Según el actual ordenamiento jurídico del Reino, los catalanes no existimos. Somos a lo sumo ERC (Españoles Residentes en Cataluña). Como dijo el Tribunal Constitucional a raíz de la siega del presente Estatut: somos el «pueblo de Cataluña», que comprende «el conjunto de los ciudadanos españoles que deben ser destinatarios de las normas, disposiciones y actos en que se traduzca el ejercicio del poder público constituido en Cataluña». Es decir, que somos los afectados por los actos administrativos de un órgano del Reino que se llama Generalidad. El «pueblo de Cataluña» somos los administrados, como una plantilla la constituyen los entrenados; un batallón, los arengados, y un aula, los instruidos. Y hasta aquí el caramelo: «Conceptualmente es distinto del significado de “pueblo español”, único titular de la soberanía nacional que está en el origen de la Constitución».
Un catalán del Reino, un ERC de hecho, es solo aquel que se encuentra administrado por la Generalitat de forma temporal o perpetua porque se encuentra físicamente dentro de las cuatro provincias convencionalmente llamadas Cataluña, pero que podrían ser perfectamente las Tierras del Noreste o el Departamento Ebro-Pirineos.
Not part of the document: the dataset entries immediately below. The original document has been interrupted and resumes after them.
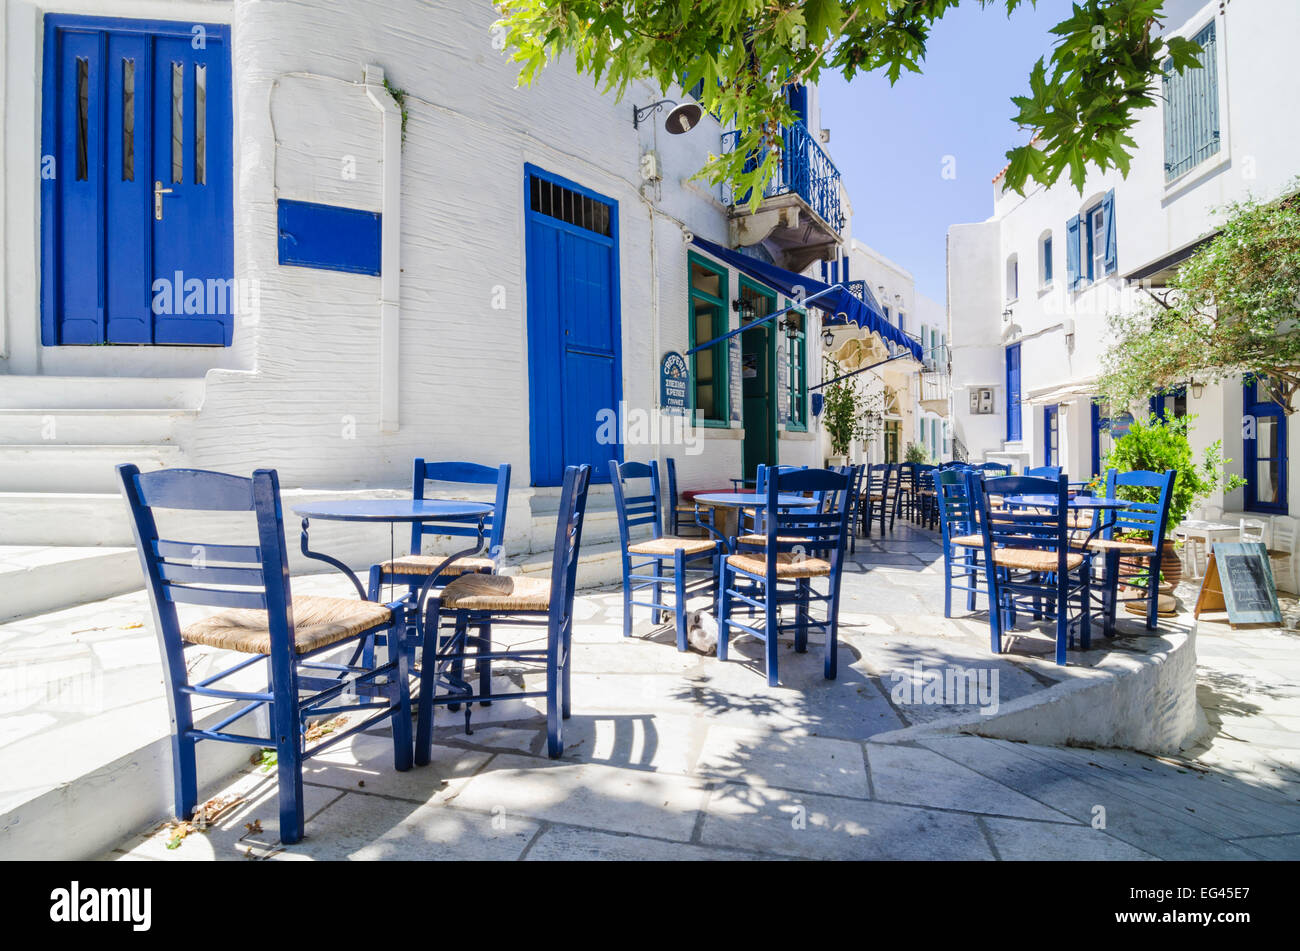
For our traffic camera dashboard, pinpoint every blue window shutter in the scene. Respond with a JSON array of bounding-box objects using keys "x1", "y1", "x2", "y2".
[
  {"x1": 1103, "y1": 189, "x2": 1117, "y2": 274},
  {"x1": 1066, "y1": 215, "x2": 1081, "y2": 289}
]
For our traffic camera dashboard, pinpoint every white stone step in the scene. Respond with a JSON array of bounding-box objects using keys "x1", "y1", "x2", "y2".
[
  {"x1": 0, "y1": 375, "x2": 204, "y2": 410},
  {"x1": 0, "y1": 492, "x2": 135, "y2": 546},
  {"x1": 0, "y1": 444, "x2": 186, "y2": 493},
  {"x1": 0, "y1": 545, "x2": 143, "y2": 622},
  {"x1": 510, "y1": 539, "x2": 625, "y2": 589},
  {"x1": 0, "y1": 408, "x2": 196, "y2": 446}
]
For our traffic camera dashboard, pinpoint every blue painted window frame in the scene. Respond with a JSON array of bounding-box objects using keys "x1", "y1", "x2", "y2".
[
  {"x1": 40, "y1": 13, "x2": 233, "y2": 347},
  {"x1": 1005, "y1": 343, "x2": 1022, "y2": 442},
  {"x1": 1149, "y1": 386, "x2": 1187, "y2": 422},
  {"x1": 687, "y1": 251, "x2": 730, "y2": 427},
  {"x1": 1244, "y1": 378, "x2": 1288, "y2": 514}
]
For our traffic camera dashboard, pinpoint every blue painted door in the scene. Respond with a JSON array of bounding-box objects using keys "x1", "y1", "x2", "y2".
[
  {"x1": 524, "y1": 166, "x2": 622, "y2": 486},
  {"x1": 41, "y1": 16, "x2": 233, "y2": 346},
  {"x1": 1005, "y1": 344, "x2": 1023, "y2": 442}
]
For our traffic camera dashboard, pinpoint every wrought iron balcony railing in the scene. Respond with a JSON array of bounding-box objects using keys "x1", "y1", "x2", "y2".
[{"x1": 721, "y1": 123, "x2": 844, "y2": 232}]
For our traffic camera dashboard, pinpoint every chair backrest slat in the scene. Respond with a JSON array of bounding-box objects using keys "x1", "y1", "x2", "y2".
[
  {"x1": 119, "y1": 464, "x2": 296, "y2": 667},
  {"x1": 154, "y1": 539, "x2": 262, "y2": 563},
  {"x1": 1102, "y1": 467, "x2": 1176, "y2": 543},
  {"x1": 976, "y1": 474, "x2": 1071, "y2": 564},
  {"x1": 610, "y1": 459, "x2": 666, "y2": 550},
  {"x1": 769, "y1": 468, "x2": 852, "y2": 562},
  {"x1": 412, "y1": 459, "x2": 512, "y2": 560}
]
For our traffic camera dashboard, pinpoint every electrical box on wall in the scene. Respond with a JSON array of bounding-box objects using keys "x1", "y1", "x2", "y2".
[
  {"x1": 639, "y1": 150, "x2": 662, "y2": 183},
  {"x1": 969, "y1": 387, "x2": 996, "y2": 415}
]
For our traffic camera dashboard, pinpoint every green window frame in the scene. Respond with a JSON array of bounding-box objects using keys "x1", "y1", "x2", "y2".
[
  {"x1": 688, "y1": 251, "x2": 729, "y2": 427},
  {"x1": 785, "y1": 301, "x2": 807, "y2": 431}
]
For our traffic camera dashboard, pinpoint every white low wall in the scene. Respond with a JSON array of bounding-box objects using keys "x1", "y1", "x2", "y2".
[{"x1": 873, "y1": 620, "x2": 1207, "y2": 756}]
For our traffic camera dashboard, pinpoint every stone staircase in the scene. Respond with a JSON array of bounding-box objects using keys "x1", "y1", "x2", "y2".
[{"x1": 0, "y1": 376, "x2": 202, "y2": 618}]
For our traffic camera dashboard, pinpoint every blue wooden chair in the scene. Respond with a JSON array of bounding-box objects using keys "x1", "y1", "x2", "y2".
[
  {"x1": 841, "y1": 463, "x2": 866, "y2": 554},
  {"x1": 974, "y1": 473, "x2": 1093, "y2": 665},
  {"x1": 118, "y1": 464, "x2": 413, "y2": 845},
  {"x1": 416, "y1": 464, "x2": 592, "y2": 761},
  {"x1": 937, "y1": 468, "x2": 984, "y2": 617},
  {"x1": 610, "y1": 460, "x2": 721, "y2": 651},
  {"x1": 975, "y1": 462, "x2": 1012, "y2": 478},
  {"x1": 1085, "y1": 468, "x2": 1176, "y2": 631},
  {"x1": 369, "y1": 460, "x2": 511, "y2": 599},
  {"x1": 1025, "y1": 465, "x2": 1063, "y2": 479},
  {"x1": 862, "y1": 463, "x2": 897, "y2": 536},
  {"x1": 664, "y1": 457, "x2": 703, "y2": 536},
  {"x1": 911, "y1": 463, "x2": 940, "y2": 528},
  {"x1": 717, "y1": 467, "x2": 853, "y2": 685}
]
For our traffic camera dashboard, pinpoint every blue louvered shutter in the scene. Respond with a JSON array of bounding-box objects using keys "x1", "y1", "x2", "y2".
[
  {"x1": 1102, "y1": 189, "x2": 1117, "y2": 275},
  {"x1": 1163, "y1": 21, "x2": 1220, "y2": 182},
  {"x1": 1066, "y1": 215, "x2": 1081, "y2": 290}
]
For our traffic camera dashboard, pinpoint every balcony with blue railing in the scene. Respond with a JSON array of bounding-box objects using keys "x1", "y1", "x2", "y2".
[{"x1": 720, "y1": 122, "x2": 845, "y2": 271}]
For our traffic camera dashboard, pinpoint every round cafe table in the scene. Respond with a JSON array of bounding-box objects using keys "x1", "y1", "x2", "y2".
[
  {"x1": 291, "y1": 499, "x2": 493, "y2": 608},
  {"x1": 692, "y1": 491, "x2": 818, "y2": 552}
]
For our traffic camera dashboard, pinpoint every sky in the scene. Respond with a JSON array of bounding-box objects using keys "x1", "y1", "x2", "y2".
[{"x1": 819, "y1": 0, "x2": 1076, "y2": 305}]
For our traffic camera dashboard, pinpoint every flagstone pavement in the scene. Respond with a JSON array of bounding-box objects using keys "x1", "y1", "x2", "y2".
[{"x1": 105, "y1": 522, "x2": 1300, "y2": 861}]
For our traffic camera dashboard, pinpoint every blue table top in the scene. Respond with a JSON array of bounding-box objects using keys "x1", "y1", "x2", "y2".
[
  {"x1": 1004, "y1": 494, "x2": 1127, "y2": 509},
  {"x1": 694, "y1": 492, "x2": 817, "y2": 508},
  {"x1": 292, "y1": 499, "x2": 493, "y2": 522}
]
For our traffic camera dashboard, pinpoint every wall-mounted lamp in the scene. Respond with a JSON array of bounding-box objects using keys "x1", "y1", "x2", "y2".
[
  {"x1": 821, "y1": 326, "x2": 836, "y2": 348},
  {"x1": 1190, "y1": 380, "x2": 1205, "y2": 400},
  {"x1": 732, "y1": 297, "x2": 756, "y2": 321},
  {"x1": 632, "y1": 99, "x2": 703, "y2": 134},
  {"x1": 779, "y1": 316, "x2": 801, "y2": 340}
]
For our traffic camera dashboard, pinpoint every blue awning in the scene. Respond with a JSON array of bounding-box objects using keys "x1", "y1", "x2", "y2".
[{"x1": 689, "y1": 236, "x2": 922, "y2": 361}]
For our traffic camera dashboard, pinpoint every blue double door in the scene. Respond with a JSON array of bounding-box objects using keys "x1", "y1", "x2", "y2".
[
  {"x1": 524, "y1": 166, "x2": 622, "y2": 486},
  {"x1": 41, "y1": 16, "x2": 233, "y2": 346}
]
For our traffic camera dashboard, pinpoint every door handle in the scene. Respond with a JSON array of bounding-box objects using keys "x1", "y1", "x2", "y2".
[{"x1": 154, "y1": 181, "x2": 175, "y2": 220}]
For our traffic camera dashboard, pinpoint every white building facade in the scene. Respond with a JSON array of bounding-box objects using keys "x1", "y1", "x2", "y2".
[
  {"x1": 823, "y1": 239, "x2": 949, "y2": 465},
  {"x1": 948, "y1": 0, "x2": 1300, "y2": 524},
  {"x1": 1, "y1": 0, "x2": 861, "y2": 569}
]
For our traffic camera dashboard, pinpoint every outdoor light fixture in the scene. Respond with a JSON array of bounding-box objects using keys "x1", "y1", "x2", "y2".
[
  {"x1": 780, "y1": 316, "x2": 801, "y2": 340},
  {"x1": 1190, "y1": 380, "x2": 1205, "y2": 399},
  {"x1": 632, "y1": 99, "x2": 703, "y2": 134},
  {"x1": 732, "y1": 297, "x2": 756, "y2": 320},
  {"x1": 821, "y1": 327, "x2": 836, "y2": 348}
]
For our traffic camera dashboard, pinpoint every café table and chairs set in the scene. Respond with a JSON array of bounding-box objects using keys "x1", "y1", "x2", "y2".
[
  {"x1": 118, "y1": 458, "x2": 592, "y2": 844},
  {"x1": 935, "y1": 464, "x2": 1176, "y2": 664}
]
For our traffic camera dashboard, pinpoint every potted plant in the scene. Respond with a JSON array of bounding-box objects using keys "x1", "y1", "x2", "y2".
[
  {"x1": 1101, "y1": 412, "x2": 1246, "y2": 586},
  {"x1": 821, "y1": 356, "x2": 870, "y2": 466},
  {"x1": 904, "y1": 442, "x2": 930, "y2": 465}
]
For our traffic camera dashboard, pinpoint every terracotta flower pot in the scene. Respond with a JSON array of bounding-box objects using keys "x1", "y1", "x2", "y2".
[{"x1": 1161, "y1": 537, "x2": 1182, "y2": 588}]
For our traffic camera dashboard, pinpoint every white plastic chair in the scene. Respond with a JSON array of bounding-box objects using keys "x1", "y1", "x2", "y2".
[
  {"x1": 1240, "y1": 517, "x2": 1269, "y2": 546},
  {"x1": 1269, "y1": 516, "x2": 1298, "y2": 594}
]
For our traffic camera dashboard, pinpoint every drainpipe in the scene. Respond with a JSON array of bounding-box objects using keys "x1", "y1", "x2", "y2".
[{"x1": 364, "y1": 64, "x2": 401, "y2": 434}]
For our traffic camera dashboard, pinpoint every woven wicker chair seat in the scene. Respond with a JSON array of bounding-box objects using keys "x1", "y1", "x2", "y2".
[
  {"x1": 991, "y1": 548, "x2": 1084, "y2": 572},
  {"x1": 726, "y1": 552, "x2": 831, "y2": 579},
  {"x1": 1086, "y1": 538, "x2": 1157, "y2": 554},
  {"x1": 627, "y1": 536, "x2": 716, "y2": 556},
  {"x1": 438, "y1": 573, "x2": 552, "y2": 612},
  {"x1": 675, "y1": 504, "x2": 699, "y2": 513},
  {"x1": 735, "y1": 533, "x2": 816, "y2": 547},
  {"x1": 182, "y1": 595, "x2": 392, "y2": 655},
  {"x1": 950, "y1": 533, "x2": 984, "y2": 548},
  {"x1": 378, "y1": 554, "x2": 496, "y2": 576}
]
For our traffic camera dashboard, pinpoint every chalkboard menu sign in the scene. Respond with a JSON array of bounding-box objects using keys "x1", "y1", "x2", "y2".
[{"x1": 1194, "y1": 541, "x2": 1282, "y2": 627}]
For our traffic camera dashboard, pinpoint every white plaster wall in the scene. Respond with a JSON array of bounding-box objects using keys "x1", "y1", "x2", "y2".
[
  {"x1": 949, "y1": 0, "x2": 1300, "y2": 483},
  {"x1": 947, "y1": 219, "x2": 1003, "y2": 460},
  {"x1": 184, "y1": 0, "x2": 752, "y2": 495}
]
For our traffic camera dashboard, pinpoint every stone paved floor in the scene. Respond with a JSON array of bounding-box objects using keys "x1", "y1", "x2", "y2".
[{"x1": 99, "y1": 522, "x2": 1300, "y2": 860}]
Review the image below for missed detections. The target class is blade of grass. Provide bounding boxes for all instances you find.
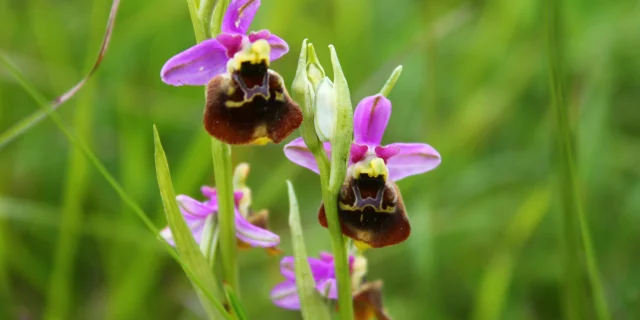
[0,220,13,319]
[546,1,610,319]
[0,53,225,319]
[153,125,229,320]
[473,187,550,320]
[43,1,105,318]
[0,0,120,150]
[287,181,332,320]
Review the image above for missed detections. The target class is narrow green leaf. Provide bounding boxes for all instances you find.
[0,0,120,151]
[223,282,248,320]
[153,125,230,320]
[546,1,610,319]
[473,187,550,320]
[287,181,332,320]
[1,46,228,320]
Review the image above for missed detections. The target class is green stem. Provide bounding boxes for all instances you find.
[186,0,207,42]
[210,0,229,37]
[210,139,238,291]
[546,1,610,320]
[304,139,354,320]
[186,0,238,294]
[295,40,354,320]
[321,183,353,320]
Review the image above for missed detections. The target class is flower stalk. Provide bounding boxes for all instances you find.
[210,136,239,291]
[186,0,239,293]
[292,40,355,320]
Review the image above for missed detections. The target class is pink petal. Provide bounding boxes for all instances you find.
[385,142,441,181]
[280,256,333,281]
[249,30,289,61]
[216,33,246,58]
[353,94,392,145]
[201,186,217,199]
[375,145,400,163]
[318,252,334,263]
[160,218,207,246]
[160,39,228,86]
[283,138,321,174]
[233,191,245,204]
[222,0,260,35]
[315,278,338,299]
[176,195,216,220]
[350,144,369,164]
[270,280,300,310]
[235,210,280,247]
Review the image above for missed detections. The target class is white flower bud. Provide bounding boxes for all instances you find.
[313,77,337,142]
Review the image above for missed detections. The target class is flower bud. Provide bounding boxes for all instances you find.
[291,39,313,118]
[291,39,324,152]
[306,43,325,90]
[313,77,336,142]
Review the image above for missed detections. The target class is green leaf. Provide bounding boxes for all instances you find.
[153,125,230,320]
[473,187,550,320]
[223,282,248,320]
[286,181,332,320]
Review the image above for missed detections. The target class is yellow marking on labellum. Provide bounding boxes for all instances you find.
[360,214,363,222]
[353,157,389,180]
[251,137,272,145]
[228,39,271,72]
[354,240,372,251]
[227,86,236,96]
[275,91,285,102]
[224,88,271,108]
[249,125,271,145]
[339,202,396,213]
[225,100,245,108]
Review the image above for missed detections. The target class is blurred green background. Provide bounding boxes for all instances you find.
[1,0,639,319]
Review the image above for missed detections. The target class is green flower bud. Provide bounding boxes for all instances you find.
[306,43,326,90]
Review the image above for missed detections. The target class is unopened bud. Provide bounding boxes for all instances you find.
[313,77,336,142]
[306,43,325,90]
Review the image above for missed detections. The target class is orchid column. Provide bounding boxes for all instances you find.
[160,0,300,294]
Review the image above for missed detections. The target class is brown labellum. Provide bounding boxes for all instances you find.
[318,173,410,248]
[204,61,303,145]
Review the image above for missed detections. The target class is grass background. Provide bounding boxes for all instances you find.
[1,0,639,319]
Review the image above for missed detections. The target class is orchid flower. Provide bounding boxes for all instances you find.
[160,0,288,86]
[283,94,441,248]
[160,186,280,251]
[271,253,390,319]
[160,0,302,145]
Esa minus-representación política y simbólica lo es también de manera cuantitativa. Por ejemplo, en la manera que tiene el Reino de exportar su diversidad al Parlamento Europeo. Gracias a la circunscripción única, los diputados catalanes que llegan a Estrasburgo son menos de los que tocan. En Malta, por ejemplo, con solo 350.000 habitantes envían cinco diputados, mientras que Cataluña, con 7,2 millones solo seis diputados, cuando en países europeos con población similar se envían entre trece y dieciocho. Asegurarse de que las minorías lo son en todos lados es una de las labores fundamentales de la Estrella de la Muerte.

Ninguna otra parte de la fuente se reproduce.